Frequently Asked Questions

How does Zep differ from simple vector store memory?+

Vector stores retrieve similar text chunks. Zep goes further by extracting structured facts, building entity relationship graphs, and tracking temporal context. This means Zep can answer questions like 'what did the user say about budgets last month' rather than just finding semantically similar messages.

Can Zep work with any LLM provider?+

Yes. Zep is LLM-agnostic. It stores and retrieves memory independently of your model choice. You can use Zep with OpenAI, Anthropic Claude, local models via Ollama, or any other provider. The memory retrieval results are plain text you inject into any prompt format.

Does Zep support knowledge graphs?+

Yes. Zep automatically extracts entities and relationships from conversations and builds a knowledge graph. You can query this graph to understand connections between people, projects, preferences, and other concepts mentioned across sessions.

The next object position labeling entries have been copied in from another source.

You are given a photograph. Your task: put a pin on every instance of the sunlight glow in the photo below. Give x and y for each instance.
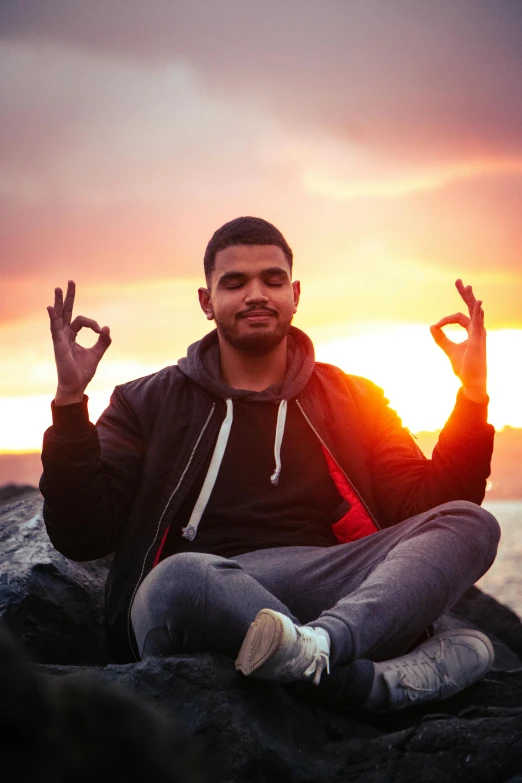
(414, 373)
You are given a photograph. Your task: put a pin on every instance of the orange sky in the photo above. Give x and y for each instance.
(383, 139)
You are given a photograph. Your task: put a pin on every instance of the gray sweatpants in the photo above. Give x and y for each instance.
(374, 596)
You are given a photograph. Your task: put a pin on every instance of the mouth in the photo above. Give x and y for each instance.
(257, 316)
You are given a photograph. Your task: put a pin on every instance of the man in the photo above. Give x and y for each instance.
(265, 506)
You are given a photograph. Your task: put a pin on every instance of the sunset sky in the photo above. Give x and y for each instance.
(383, 137)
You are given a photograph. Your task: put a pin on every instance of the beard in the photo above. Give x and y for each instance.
(259, 341)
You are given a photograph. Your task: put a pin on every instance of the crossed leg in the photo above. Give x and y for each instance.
(373, 596)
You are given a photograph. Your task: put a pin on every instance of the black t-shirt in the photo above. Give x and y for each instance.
(245, 511)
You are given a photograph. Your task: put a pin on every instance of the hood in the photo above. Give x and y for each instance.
(201, 365)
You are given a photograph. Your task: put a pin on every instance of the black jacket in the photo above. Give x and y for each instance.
(115, 486)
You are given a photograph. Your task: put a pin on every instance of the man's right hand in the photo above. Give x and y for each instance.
(75, 365)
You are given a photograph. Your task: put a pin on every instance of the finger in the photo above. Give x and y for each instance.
(69, 302)
(80, 321)
(53, 322)
(440, 338)
(467, 294)
(58, 302)
(456, 318)
(477, 320)
(102, 343)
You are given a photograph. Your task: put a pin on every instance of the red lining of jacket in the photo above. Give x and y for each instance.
(356, 523)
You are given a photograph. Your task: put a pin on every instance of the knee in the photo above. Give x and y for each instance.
(173, 582)
(481, 523)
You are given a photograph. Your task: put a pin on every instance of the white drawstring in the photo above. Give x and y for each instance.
(280, 428)
(189, 532)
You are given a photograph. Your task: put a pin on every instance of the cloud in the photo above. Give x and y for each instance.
(412, 80)
(132, 130)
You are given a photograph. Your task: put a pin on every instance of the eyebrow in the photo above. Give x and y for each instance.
(273, 270)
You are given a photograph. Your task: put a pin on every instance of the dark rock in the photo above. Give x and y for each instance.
(261, 731)
(80, 729)
(54, 605)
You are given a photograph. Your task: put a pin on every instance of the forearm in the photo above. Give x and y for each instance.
(408, 485)
(84, 511)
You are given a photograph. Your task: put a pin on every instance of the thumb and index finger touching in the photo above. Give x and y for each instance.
(60, 316)
(470, 323)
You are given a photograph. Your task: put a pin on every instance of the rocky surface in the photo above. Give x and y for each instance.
(259, 731)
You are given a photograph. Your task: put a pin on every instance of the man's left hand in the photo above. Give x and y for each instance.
(468, 358)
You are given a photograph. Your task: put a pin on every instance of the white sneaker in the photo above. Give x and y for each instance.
(274, 648)
(437, 669)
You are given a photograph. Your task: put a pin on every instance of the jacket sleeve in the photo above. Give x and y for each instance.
(406, 483)
(91, 475)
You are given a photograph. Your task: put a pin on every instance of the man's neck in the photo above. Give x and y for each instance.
(256, 373)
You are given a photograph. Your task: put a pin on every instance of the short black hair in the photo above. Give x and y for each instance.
(244, 231)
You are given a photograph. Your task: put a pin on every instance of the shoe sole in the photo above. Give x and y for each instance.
(467, 632)
(261, 643)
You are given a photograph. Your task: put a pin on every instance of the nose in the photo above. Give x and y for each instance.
(256, 293)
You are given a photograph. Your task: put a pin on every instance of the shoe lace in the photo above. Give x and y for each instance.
(310, 660)
(428, 675)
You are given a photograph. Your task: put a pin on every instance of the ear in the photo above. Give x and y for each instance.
(205, 303)
(296, 286)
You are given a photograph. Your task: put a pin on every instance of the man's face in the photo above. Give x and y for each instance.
(251, 297)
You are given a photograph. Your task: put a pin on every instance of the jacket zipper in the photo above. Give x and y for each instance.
(161, 520)
(340, 468)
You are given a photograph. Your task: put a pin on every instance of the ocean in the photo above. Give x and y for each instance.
(504, 579)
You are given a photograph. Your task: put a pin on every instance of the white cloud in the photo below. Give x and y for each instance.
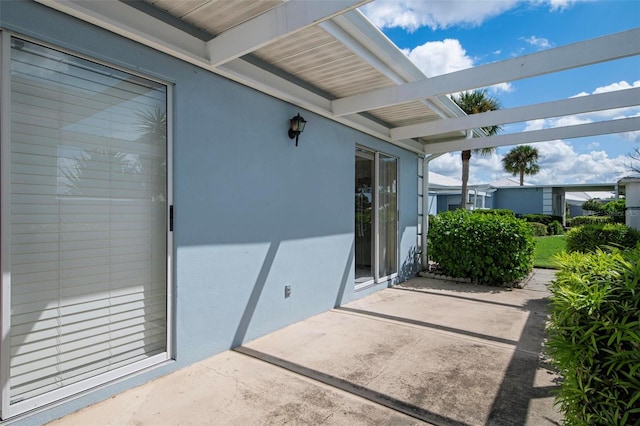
(596, 116)
(540, 43)
(413, 14)
(559, 164)
(440, 57)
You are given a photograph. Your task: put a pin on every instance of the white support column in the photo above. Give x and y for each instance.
(424, 259)
(632, 195)
(547, 200)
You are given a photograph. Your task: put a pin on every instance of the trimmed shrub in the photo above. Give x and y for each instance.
(555, 228)
(594, 337)
(586, 220)
(487, 248)
(588, 238)
(616, 210)
(538, 229)
(499, 212)
(593, 205)
(545, 219)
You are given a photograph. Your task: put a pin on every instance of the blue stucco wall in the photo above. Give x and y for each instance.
(253, 213)
(521, 200)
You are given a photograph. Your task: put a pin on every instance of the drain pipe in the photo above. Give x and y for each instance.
(426, 159)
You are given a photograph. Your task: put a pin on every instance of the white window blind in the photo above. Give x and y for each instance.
(88, 198)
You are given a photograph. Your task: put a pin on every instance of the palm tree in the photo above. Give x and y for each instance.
(523, 160)
(475, 102)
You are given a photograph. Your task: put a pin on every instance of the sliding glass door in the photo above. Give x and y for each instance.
(376, 217)
(84, 229)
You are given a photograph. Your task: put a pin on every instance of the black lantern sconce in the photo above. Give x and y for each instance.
(297, 126)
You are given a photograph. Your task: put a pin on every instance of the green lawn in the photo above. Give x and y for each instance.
(546, 249)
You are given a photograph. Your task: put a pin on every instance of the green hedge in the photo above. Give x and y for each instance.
(499, 212)
(588, 238)
(546, 219)
(594, 337)
(538, 229)
(587, 220)
(555, 228)
(487, 248)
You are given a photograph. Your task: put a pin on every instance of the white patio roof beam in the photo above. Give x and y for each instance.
(577, 105)
(567, 132)
(616, 46)
(136, 25)
(274, 25)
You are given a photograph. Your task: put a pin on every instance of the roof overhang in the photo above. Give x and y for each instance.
(325, 56)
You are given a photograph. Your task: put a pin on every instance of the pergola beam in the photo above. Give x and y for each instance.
(273, 25)
(567, 132)
(607, 48)
(577, 105)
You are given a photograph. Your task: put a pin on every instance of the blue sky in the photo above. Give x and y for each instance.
(448, 35)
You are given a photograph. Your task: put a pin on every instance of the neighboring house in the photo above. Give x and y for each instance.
(575, 200)
(444, 193)
(546, 199)
(155, 210)
(506, 193)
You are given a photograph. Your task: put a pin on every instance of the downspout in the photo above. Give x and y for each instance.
(424, 262)
(424, 258)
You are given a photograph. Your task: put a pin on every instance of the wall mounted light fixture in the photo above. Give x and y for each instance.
(297, 126)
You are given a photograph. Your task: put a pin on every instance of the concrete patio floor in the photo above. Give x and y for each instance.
(425, 352)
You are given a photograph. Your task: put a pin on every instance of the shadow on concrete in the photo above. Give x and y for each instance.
(517, 389)
(449, 296)
(429, 325)
(352, 388)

What is temporal-aware retrieval?+

Temporal-aware retrieval means Zep tracks when information was mentioned and can prioritize recent facts over older ones. If a user changed their preference from Python to Rust last week, Zep surfaces the Rust preference rather than the outdated Python one.

How does Zep handle multi-user applications?+

Zep uses session IDs to isolate memory per user or conversation. Each session has its own fact store and knowledge graph. You can also create user-level memory that persists across sessions for the same user by using consistent user identifiers.

Citations (3)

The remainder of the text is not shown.